Eski Çevre Bakanımız Sayın Rıza Akçalı beyle birlikte, Vakıf Heyeti olarak Manisa İlim ve Kültür Vakfı’nın mimarî planlarını yapan rahmetlik Mimar Hakkı İplikçi Beyin bürosuna ziyarete gitmiştik. Binamızın demir döşenmesi sırasında işin ustaları, “Çok fazla demir konmuş. Hesaplarda yanlışlık olmalı. Kalıpların içine betonun gireceği yer kalmamış. Bilgisayarlar hesaplamada çok fazla demir çıkarmış, kesinlikle yanlışlık var.” demişlerdi. Bunu oradaki mühendislere aktardık. Onlar “Artık elle çalışılmıyor, çizimler de, demir hesaplamaları da bilgisayarlarda yapılıyor; hata ihtimali çok düşük. Hem buranın hesaplarını 2-3 defa kontrolden geçirdik. Binanın üst salonlarında 200-250 kişilik toplantılar yapılacak dendiği için, bütün statik hesaplar da bu rakamlara göre yapıldı. Çok dikkatli çalıştık. Yanlışlık yok.” dediler.
Ortadaki büyük masanın üzerinde (adını sonradan öğrendiğim) bir Siklamen çiçeği vardı. Bozulmaması için bu pahalı ve nazlı çiçeğin üzerine şeffaf ince bir torba takmışlardı. Kendisi de inşaat mühendisi olan Rıza bey “Hakkı’cığım, vakıf binasının işleri kolay, biz bu çiçeğin ve benzerlerinin mimari ve statik hesaplarını yaptırmak istiyoruz.” deyince Mimar olan Hakkı İplikçi bey, (Yeni Asya Yayınlarının İlim Teknik Serisinin tamamını alıp okumuş imanlı birisi olarak) “Kusura bakmayın, bunu yapamayız. Dünyanın bütün binalarını yapabiliriz. Her türlü inşaatın planlarını ustalıkla ve eksiksiz çizer, hesaplarını hatasız hallederiz. Ancak bu çiçeğinki gibileri yapmaktan aciziz.” dedikten sonra Hakkı ve Rıza beyle birlikte neden yapılamayacağını orada uzun bir sohbetle birbirimize ve oradaki kalabalık mühendis grubuna anlattık. Herkesin çok hoşuna gitmişti.

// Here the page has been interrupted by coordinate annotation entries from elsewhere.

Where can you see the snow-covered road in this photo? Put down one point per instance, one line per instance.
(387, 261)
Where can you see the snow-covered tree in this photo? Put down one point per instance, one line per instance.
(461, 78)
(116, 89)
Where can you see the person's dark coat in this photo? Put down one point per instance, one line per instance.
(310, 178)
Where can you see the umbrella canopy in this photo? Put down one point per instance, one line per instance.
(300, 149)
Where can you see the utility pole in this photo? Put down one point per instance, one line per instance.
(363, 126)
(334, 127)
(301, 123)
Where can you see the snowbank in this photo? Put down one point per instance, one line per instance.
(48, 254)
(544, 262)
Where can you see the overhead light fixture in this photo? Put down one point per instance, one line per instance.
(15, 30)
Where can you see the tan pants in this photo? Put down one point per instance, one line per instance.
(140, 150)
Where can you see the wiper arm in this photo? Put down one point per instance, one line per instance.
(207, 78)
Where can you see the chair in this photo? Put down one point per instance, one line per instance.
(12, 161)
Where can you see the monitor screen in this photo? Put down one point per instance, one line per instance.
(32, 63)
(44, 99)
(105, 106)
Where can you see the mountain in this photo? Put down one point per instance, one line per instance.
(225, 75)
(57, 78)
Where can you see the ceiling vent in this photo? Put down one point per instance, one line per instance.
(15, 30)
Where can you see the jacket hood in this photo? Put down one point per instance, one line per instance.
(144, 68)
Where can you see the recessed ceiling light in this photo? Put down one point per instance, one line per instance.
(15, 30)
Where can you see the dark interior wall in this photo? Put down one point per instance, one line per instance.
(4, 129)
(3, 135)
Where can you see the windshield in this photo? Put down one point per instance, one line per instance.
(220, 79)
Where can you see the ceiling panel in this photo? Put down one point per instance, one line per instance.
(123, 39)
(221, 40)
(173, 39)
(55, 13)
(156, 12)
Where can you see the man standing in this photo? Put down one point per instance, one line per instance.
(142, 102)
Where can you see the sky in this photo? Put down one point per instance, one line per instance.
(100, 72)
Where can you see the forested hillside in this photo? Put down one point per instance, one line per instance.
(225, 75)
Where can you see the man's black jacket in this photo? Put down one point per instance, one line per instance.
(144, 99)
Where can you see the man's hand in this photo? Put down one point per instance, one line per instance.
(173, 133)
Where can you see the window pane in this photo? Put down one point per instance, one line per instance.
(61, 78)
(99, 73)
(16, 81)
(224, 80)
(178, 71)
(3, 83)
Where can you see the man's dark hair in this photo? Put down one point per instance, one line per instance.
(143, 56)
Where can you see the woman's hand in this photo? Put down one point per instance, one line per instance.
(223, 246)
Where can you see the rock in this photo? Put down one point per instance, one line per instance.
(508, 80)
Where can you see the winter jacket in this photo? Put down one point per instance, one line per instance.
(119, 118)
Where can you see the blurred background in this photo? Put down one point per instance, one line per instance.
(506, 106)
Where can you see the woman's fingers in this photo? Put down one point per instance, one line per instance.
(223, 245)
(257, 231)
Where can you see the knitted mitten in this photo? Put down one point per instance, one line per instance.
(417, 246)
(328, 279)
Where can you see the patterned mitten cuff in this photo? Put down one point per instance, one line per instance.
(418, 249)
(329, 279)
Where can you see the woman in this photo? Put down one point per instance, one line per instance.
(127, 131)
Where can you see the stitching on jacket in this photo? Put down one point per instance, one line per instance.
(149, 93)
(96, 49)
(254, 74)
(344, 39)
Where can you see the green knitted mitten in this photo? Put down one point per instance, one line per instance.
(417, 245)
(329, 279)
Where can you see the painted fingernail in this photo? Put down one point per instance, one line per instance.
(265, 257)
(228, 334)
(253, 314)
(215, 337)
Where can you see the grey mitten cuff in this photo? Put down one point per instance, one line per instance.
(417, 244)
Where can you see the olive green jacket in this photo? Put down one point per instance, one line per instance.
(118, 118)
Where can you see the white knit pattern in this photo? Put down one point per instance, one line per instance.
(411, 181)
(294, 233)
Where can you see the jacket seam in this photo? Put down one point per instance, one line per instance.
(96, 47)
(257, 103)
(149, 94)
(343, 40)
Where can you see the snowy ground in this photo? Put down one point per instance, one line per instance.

Aynı konuyu Ayetü’l Kübra okurken genişletmeyi Cenab-ı Hak nasip etti.
Bir kere bu çiçekler binalar gibi sabit değildi. Önce çekirdek içinde ona lazım olacak bütün malzemelerin azot, karbon, hidrojen ve oksijenden üretilmesi gerekliydi. Bizim mimarî ve statik hesaplar dediğimizin benzeri, ilim adamlarının elli bin ciltlik bir kütüphaneyle anlattıkları genetik şifreler halinde çizilmeliydi ki bunu ne çizebilmek ne de oraya küçücücük bir yere yazmak bizim için muhaldi.
Sabit olmadığı için kısa bir süre sonra oradaki embriyon canlanınca hemen bütün planlar çok çabuk, göz açıp kapayıncaya kadar değiştirilmeliydi.Çünkü bu yapıda :
1. Hakîmâne TAĞYİR VE TAHVİLLER
2. Maslahatkârâne TEBDİLLER ve
3. Hikmetperverâne TECDİTLER hemen başlıyor.
Tabi bütün hazırlıklarımız tamam olsa, bütün malzemeleri o küçücük çekirdek içine yerleştirebilsek, elli bin ciltlik planları hatasız yapsak bile bütün bunlar bizim emrimizi dinlemezler ki canlı bir varlık için çalışmaya başlasınlar. Bildiğimiz kadarıyla henüz insanoğlu embriyonun hayat düğümcüğünün açılışını yakalayamamış, çözememiş. Hem burada kalıplarımız da görünmez olmalı. Hem her saniye çok küçük ve daima değişen görünmez kalıpları tıpkı Kaderin görünmez kalıpları gibi çok hikmetli yaparak bu kalıpları yine görünmeyen mutlak kudretli ustaların görünmez ellerine verebilmeliyiz ki -bunlar hayal bile edilemez- bu işlerde muvaffak olalım.
Bu safhayı aşsak önce bu inşaatta, yani çekirdekten ilk çıktığı zaman yine görünmez kalıplara kıl gibi demirler döşemeliyiz. Çünkü bitkilerdeki selülozik yapıyı bizim üretmemiz imkansız. (Devamı var)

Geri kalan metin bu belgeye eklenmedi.